Q: What is the typical noise performance of the OPA2134UA/2K5? A: The OPA2134UA/2K5 offers low noise performance with a typical voltage noise density of 2.5 nV/√Hz at 1 kHz.
Q: What is the current consumption of the OPA2134UA/2K5? A: The typical current consumption of the OPA2134UA/2K5 is 1.4 mA per channel.

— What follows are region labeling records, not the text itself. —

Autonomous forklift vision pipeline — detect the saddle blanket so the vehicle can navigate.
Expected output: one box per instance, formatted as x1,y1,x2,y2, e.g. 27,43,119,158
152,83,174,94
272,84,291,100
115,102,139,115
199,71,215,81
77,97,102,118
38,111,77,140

Q: How do I connect the OPA2134UA/2K5 in a differential amplifier configuration? A: In a differential amplifier configuration, connect the two input signals to the non-inverting input (Pin 3) and the inverting input (Pin 2) with appropriate resistors. The output will provide the difference between the two signals.

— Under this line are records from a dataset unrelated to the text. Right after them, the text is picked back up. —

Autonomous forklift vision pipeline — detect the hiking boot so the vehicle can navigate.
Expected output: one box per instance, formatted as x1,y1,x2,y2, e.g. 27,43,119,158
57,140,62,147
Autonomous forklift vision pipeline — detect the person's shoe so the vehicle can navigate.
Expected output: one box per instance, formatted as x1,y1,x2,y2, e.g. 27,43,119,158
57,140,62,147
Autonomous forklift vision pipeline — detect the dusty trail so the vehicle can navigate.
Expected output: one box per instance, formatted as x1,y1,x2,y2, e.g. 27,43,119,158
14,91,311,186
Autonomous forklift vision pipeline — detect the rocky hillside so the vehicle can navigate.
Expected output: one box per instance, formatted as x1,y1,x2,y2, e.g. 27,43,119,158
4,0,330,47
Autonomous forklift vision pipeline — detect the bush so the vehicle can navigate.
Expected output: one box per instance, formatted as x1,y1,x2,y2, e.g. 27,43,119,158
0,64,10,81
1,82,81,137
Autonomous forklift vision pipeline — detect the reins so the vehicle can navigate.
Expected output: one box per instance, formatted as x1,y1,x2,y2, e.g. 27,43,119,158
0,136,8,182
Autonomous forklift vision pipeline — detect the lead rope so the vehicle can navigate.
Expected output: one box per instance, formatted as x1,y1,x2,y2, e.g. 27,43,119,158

Q: What is the output drive capability of the OPA2134UA/2K5? A: The OPA2134UA/2K5 can drive loads down to 10 kΩ with minimal distortion and can output up to 10 mA of current.
Q: How should I use the OPA2134UA/2K5 in an audio application? A: In audio applications, you can use the OPA2134UA/2K5 in a voltage follower or a buffer configuration to ensure high fidelity and low distortion in the signal.
Q: Can the OPA2134UA/2K5 operate in rail-to-rail mode? A: Yes, the OPA2134UA/2K5 is a rail-to-rail op-amp, which means the output can swing very close to the supply rails.
Q: What is the total harmonic distortion (THD) of the OPA2134UA/2K5? A: The total harmonic distortion (THD) is typically 0.00003% at 1 kHz.
Q: What is the recommended operating temperature range for the OPA2134UA/2K5? A: The operating temperature range is -40°C to +125°C.
Q: Can I use the OPA2134UA/2K5 in a high-speed application? A: While the OPA2134UA/2K5 is precise, it is not designed for very high-speed applications. For faster op-amps, consider models with higher gain-bandwidth.
Q: Is the OPA2134UA/2K5 available in different package types? A: Yes, the OPA2134UA/2K5 is available in multiple package types, including SOIC-8, PDIP, and others.
Q: How should I handle the OPA2134UA/2K5 in an ESD-sensitive environment? A: Always follow proper electrostatic discharge (ESD) precautions, including using antistatic wrist straps and placing the IC in an ESD-safe environment.
Q: Can I use the OPA2134UA/2K5 in a voltage follower (buffer) configuration? A: Yes, the OPA2134UA/2K5 is commonly used as a voltage follower in buffer applications due to its high precision and low offset.
Q: How do I calculate the gain in a non-inverting configuration using the OPA2134UA/2K5? A: The gain in a non-inverting configuration is calculated as ( 1 + \frac{Rf}{R{in}} ), where ( Rf ) is the feedback resistor, and ( R{in} ) is the input resistor.
Q: Can the OPA2134UA/2K5 be used for precision voltage reference circuits? A: Yes, the OPA2134UA/2K5 is ideal for precision voltage reference circuits due to its low offset voltage and high accuracy.
Q: What is the lifespan of the OPA2134UA/2K5 under normal operating conditions? A: The OPA2134UA/2K5 is designed for long-term reliability with a typical lifespan of over 10 years when operated within the recommended parameters.
This explanation provides a thorough understanding of the OPA2134UA/2K5 operational amplifier, including detailed pin functionality, circuit principles, and common FAQs.